Our kids believed in Santa. I never knew that one of the harder things I'd have to do as a parent was to confirm for them that the Santa story was really just a story.

ShadowRun300 said...

I grew up believing in Santa. Found out by friends in the 4th grade. Like Terri, nothing really changed about Christmas because my parents still "played" Santa.
I felt extremely guilty when we first began "lying" to the kids, but as the years went on, it got really fun. It was difficult to tell them the truth, but we wanted them to hear from us and not their friends. After they knew, we still continued to play Santa.
What the teacher did was just awful! What made her ever think that was okay to do? Sheesh. I would have been angry if my children found out that way. (oh yeah... my daughter kinda did.... but that was by accident.) :/

Guano said...

I don't remember ever really believing in Santa; I mean c'mon, his handwriting looks just like Mom's!
I do, however, remember *wanting* to believe and one year almost did (after getting all caught up in the Christmas TV specials). Maybe, just maybe, it's true.... I was almost "there".

Then Mom said matter-of-factly while casually washing dishes, "You know who Santa really is, don't you?"

Crap. I knew it.

LL Cool Joe said...

Yeah I've never been big on the Father Christmas thing either. I just felt the kids would feel well if I lie about that what else am I lying about, and when you have adopted kids it's even more important that they trust you so when they ask questions about their background they know you are being honest.

Rock Chef said...

Our story was that we bought the presents and then Santa looked after and delivered them.

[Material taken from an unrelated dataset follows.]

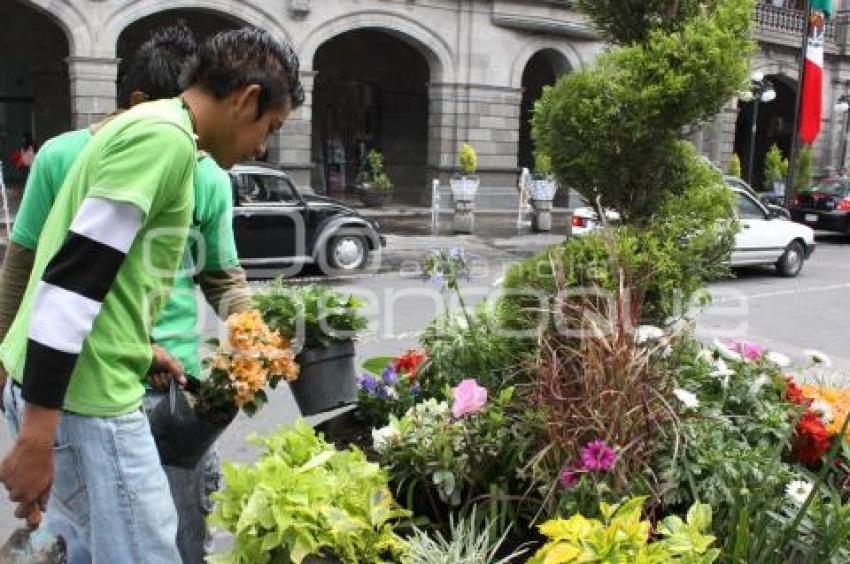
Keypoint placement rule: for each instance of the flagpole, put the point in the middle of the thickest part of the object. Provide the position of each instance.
(795, 136)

That way we could keep the magic of leaving a carrot for Rudolph and a drink and mince pie for Santa while also making it clear why some kids got more for Christmas than others did.

Duble said...

Ilike the christmas spirit, and i would have some reservation about lying to the spawn about christmas, if i didn't feel like i was lying to her about my competancy as a parent!

meleah rebeccah said...

Ah yes, touchy subject. But I don't think it's right for any adult to tell a child Santa isn't real, when / if they still believe.

Abby said...

It's nice that you quickly reached that realization!

Abby said...

At least your daughter heard it from you, right? :D

Abby said...

She told you?? Just. Like. That??

What I want to know is... how did Mom get to Macy's Thanksgiving Day parade?

Abby said...

My point exactly :)

Abby said...

Nicely done!

Abby said...

As long as you're all on the up and up!

Abby said...

I know, right?!

Anita said...

Some teacher in my children's kids' class at church told my one of my kids and the whole class that there was no Santa when she was little. My husband didn't mind because he never acknowledged Santa, but I resented someone else making that decision for "me." No big deal though because I had fun confusing them by continuing to say that he was real and that they better put out cookies, feed the reindeer, etc. It pretty much became a running joke over the years between me and my girls. Oh, and I make them take the Santa pic at the mall - another way to torture.. I mean, tease them.

agg79 said...

I don't recall when I found out the truth about old St Nick. Learned it from one of my friends in school. I was a bit crestfallen, but somehow I sorta knew it all along. Same thing for my son - we never admited it but he knew. Still, he was a smart kid and knew which side of his bread was buttered on.